JAKARTA, DDTCNews – Pemerintah memberikan pembebasan bea masuk atas barang pribadi yang diperoleh dari luar negeri milik jemaah haji melalui PMK 203/2017 s.t.d.d PMK 34/2025. Namun, pembebasan bea masuk tersebut tidak diberikan kepada haji furoda.
Ditjen Bea dan Cukai (DJBC) melalui laman resminya menjelaskan kebijakan pembebasan bea masuk secara khusus lebih difokuskan kepada jemaah haji reguler dan haji khusus yang mengikuti proses resmi dari pemerintah.
“Kebijakan pembebasan bea masuk secara khusus lebih difokuskan kepada jemaah haji reguler dan haji khusus yang mengikuti proses resmi dari pemerintah, mengingat adanya unsur seleksi, antrian panjang, dan pembiayaan yang telah diatur dengan ketentuan nasional,” jelas DJBC, dikutip pada Selasa (29/7/2025).

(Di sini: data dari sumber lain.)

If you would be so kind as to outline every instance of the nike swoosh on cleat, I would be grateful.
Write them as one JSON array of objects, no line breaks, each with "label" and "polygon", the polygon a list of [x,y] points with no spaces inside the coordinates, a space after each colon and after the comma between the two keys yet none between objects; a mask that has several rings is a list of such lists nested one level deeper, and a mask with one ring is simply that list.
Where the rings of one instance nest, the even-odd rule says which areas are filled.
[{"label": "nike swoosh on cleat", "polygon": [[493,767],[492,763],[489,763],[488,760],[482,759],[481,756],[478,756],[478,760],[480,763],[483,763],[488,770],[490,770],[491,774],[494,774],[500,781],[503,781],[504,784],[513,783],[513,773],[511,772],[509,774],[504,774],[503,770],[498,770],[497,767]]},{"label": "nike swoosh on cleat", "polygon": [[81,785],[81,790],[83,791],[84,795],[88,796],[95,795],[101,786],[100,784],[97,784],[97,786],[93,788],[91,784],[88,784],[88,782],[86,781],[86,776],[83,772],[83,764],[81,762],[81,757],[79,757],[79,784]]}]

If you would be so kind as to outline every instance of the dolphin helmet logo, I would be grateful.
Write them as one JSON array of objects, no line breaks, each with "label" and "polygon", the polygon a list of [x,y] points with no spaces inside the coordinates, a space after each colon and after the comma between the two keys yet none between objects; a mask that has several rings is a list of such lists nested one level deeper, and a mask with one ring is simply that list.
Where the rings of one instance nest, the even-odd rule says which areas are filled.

Sementara itu, sambung DJBC, jemaah haji furoda umumnya berasal dari kalangan yang mampu secara finansial dan mengikuti program undangan khusus, yang sifatnya lebih terbatas dan tidak melalui skema nasional.
Selain itu, DJBC beralasan haji furoda merupakan jalur haji yang tidak melalui kuota resmi pemerintah Indonesia dan tidak tercatat dalam sistem Siskohat Kementerian Agama. Hal tersebut membuat pengawasan dan verifikasi terhadap jamaahnya menjadi terbatas.
Penjelasan DJBC selaras dengan ketentuan dalam PMK 203/2017 s.t.d.d PMK 34/2025 yang memang tidak menyebutkan kategori haji furoda. Sebagai informasi, sesuai dengan Pasal 12 ayat (2) PMK 203/2017 s.t.d.d PMK 34/2025, pembebasan bea masuk hanya diberikan kepada jemaah haji reguler dan jemaah haji khusus.
Adapun jemaah haji reguler diberikan pembebasan bea masuk atas seluruh bawang bawaanya. Sementara itu, jemaah haji khusus diberikan pembebasan bea masuk dengan nilai pabean maksimal FOB US$2.500 per orang untuk setiap kedatangan.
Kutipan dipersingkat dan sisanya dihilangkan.